Nei territori del Po
che ha una stanza tutta per sé
dove stiparvi derrate immaginarie
come materie prime d’importazione
per le sue poesie o un memoriale.
* * *
Come una bambina che fa sul serio
Sono seria come una bambina
mentre prova a fare la scrittrice.
Ho preso un quadernetto a righe,
gli occhiali e diverse matite,
ho una scrivania tutta mia,
la luce sopra, il cassetto sotto,
lì dentro un vocabolario fine
e alcune leggi dell’universo.
Gioco a ricomporre con quel poco
le parole della cosmogonia.
* * *
Nella poesia di Elisa Malvoni, tratta dalla sua recente raccolta C’è un sacco di spazio sul fondo – Reportage poetico dal piccolo (Edizioni Bette, 2022), si srotolano davanti agli occhi del lettore una serie di elementi del mondo reale riportati in maniera diretta e semplice, a fermare immagini ben definite di una vita metropolitana e incidendo con delicatezza al loro interno sogni, sofferenze interne e mancanze. In questo spazio poetico prevale un forte uso di assonanze spesso alterne, una musicalità quasi ad incatenare un verso dietro l’altro al ritmo di questi squarci di vita che l’io narrante propone ogni volta.

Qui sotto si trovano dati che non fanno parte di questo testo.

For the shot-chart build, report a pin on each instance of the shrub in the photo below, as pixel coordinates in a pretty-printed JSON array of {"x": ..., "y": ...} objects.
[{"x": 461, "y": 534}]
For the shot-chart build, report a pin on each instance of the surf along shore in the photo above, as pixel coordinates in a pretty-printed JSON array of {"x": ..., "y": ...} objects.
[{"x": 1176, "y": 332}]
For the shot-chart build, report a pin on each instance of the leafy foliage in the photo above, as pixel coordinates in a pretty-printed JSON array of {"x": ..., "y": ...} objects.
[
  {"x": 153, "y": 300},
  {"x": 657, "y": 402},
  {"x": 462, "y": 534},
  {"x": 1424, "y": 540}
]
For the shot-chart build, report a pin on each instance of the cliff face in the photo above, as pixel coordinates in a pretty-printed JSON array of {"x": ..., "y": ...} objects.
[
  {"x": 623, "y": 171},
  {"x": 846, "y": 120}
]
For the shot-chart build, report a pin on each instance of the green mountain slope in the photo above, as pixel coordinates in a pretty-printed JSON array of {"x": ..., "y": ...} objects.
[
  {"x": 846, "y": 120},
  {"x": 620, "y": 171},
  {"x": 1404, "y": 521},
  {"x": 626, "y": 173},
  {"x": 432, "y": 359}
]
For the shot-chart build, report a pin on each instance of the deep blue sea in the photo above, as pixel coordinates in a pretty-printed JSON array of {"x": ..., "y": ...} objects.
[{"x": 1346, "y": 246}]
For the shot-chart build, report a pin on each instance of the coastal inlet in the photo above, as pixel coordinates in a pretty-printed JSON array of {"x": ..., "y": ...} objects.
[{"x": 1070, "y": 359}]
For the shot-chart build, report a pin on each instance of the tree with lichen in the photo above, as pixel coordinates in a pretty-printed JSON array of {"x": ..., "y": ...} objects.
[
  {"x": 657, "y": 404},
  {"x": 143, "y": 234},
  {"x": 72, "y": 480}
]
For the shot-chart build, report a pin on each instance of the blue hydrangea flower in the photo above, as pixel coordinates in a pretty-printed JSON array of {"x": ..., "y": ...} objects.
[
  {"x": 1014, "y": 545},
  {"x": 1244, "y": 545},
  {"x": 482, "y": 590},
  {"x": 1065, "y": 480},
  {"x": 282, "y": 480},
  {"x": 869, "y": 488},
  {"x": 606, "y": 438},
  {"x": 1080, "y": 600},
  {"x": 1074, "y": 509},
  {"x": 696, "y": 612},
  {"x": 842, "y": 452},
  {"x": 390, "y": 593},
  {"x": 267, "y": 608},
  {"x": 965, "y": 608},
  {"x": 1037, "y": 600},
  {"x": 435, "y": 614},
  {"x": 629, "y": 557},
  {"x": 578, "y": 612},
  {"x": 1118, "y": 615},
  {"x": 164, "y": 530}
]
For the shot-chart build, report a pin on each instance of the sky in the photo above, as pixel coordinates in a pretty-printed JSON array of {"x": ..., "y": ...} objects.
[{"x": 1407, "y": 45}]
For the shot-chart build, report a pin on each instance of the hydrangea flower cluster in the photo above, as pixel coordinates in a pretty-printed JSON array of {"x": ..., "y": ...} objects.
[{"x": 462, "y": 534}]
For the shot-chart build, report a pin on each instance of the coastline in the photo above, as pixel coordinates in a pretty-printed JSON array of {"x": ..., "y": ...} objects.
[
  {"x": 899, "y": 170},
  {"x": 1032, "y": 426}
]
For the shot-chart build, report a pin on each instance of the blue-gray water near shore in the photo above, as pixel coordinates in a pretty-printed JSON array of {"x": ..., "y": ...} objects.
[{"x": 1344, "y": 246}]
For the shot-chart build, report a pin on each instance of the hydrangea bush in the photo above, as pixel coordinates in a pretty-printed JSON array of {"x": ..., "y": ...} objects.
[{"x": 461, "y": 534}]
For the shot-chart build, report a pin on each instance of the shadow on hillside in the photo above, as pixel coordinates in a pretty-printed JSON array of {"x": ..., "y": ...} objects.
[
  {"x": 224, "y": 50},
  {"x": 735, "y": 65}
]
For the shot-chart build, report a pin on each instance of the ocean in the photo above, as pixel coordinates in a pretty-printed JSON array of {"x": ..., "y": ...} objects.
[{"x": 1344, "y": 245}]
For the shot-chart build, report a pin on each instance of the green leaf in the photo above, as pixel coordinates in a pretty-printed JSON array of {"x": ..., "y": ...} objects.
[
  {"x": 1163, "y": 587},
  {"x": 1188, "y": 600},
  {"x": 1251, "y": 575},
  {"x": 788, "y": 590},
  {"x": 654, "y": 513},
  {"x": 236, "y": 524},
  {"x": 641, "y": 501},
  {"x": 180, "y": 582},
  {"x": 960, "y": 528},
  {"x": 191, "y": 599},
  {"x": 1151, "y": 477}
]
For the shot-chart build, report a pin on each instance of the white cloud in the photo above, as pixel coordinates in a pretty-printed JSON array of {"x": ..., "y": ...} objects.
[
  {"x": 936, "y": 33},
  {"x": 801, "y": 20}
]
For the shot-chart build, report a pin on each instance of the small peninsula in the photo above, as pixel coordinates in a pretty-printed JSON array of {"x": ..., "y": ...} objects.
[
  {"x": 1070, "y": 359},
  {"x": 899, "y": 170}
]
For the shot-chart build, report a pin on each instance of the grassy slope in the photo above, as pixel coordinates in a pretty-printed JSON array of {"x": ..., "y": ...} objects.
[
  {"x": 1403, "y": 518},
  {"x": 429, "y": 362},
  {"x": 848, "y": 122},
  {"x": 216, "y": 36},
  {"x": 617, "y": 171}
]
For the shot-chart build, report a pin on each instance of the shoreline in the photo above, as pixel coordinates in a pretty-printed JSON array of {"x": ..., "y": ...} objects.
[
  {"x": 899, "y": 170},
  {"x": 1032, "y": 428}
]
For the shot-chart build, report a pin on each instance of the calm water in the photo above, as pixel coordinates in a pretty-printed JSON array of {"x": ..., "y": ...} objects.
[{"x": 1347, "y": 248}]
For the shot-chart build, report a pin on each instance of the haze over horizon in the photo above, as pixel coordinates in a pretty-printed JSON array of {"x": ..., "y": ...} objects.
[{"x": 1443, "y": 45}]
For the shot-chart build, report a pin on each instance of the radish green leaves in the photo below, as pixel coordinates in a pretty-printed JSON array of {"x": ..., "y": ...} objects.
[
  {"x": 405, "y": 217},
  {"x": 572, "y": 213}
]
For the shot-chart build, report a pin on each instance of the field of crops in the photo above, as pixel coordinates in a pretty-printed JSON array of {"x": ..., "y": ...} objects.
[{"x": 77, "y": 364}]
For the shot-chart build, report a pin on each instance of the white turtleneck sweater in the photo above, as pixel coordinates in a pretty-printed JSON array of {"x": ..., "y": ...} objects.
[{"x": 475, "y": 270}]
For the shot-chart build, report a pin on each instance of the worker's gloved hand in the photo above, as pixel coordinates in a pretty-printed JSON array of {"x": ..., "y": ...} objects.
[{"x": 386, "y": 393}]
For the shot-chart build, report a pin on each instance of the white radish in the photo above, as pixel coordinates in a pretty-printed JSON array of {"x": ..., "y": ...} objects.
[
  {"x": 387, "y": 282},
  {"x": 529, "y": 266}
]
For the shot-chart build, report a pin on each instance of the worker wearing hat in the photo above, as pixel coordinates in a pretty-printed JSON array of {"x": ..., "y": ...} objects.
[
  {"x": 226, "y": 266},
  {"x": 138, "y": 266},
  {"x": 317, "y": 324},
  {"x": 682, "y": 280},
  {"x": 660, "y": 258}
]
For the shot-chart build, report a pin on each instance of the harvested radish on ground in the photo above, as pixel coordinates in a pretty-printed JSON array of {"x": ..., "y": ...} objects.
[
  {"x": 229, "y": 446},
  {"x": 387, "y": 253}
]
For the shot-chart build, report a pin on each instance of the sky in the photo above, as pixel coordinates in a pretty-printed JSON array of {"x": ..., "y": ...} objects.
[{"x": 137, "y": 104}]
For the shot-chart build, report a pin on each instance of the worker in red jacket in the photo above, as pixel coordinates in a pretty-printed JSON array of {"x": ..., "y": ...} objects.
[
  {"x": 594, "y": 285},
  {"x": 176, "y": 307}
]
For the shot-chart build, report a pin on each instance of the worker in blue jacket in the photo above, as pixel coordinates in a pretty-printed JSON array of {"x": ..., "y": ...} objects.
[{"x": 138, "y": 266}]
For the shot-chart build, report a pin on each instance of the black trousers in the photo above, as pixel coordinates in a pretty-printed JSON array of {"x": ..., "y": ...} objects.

La quotidianità del racconto porta dentro di sé alcuni elementi interni interessanti, come la citazione di Virginia Woolf, «[…] è fortunata la scrittrice / che ha una stanza tutta per sé […]» dal suo omonimo saggio: da qui sembra dipanarsi così la ricerca di un proprio spazio, un proprio angolo di mondo in cui trovare le misure di se stessi e rimanervi. In questa «stanza tutta per sé» c’è quindi la possibilità di usare la poesia come gioco – tuttavia serio – per ricomporsi, scavalcare la mancanza (anche a dirsi e dire le cose) di un luogo che ispiri la parola di cui si percepisce sempre l’esclusione periferica: è la vita ai margini che prova a darsi forma nelle sue mancanze scavate nel tempo della ricerca di sé.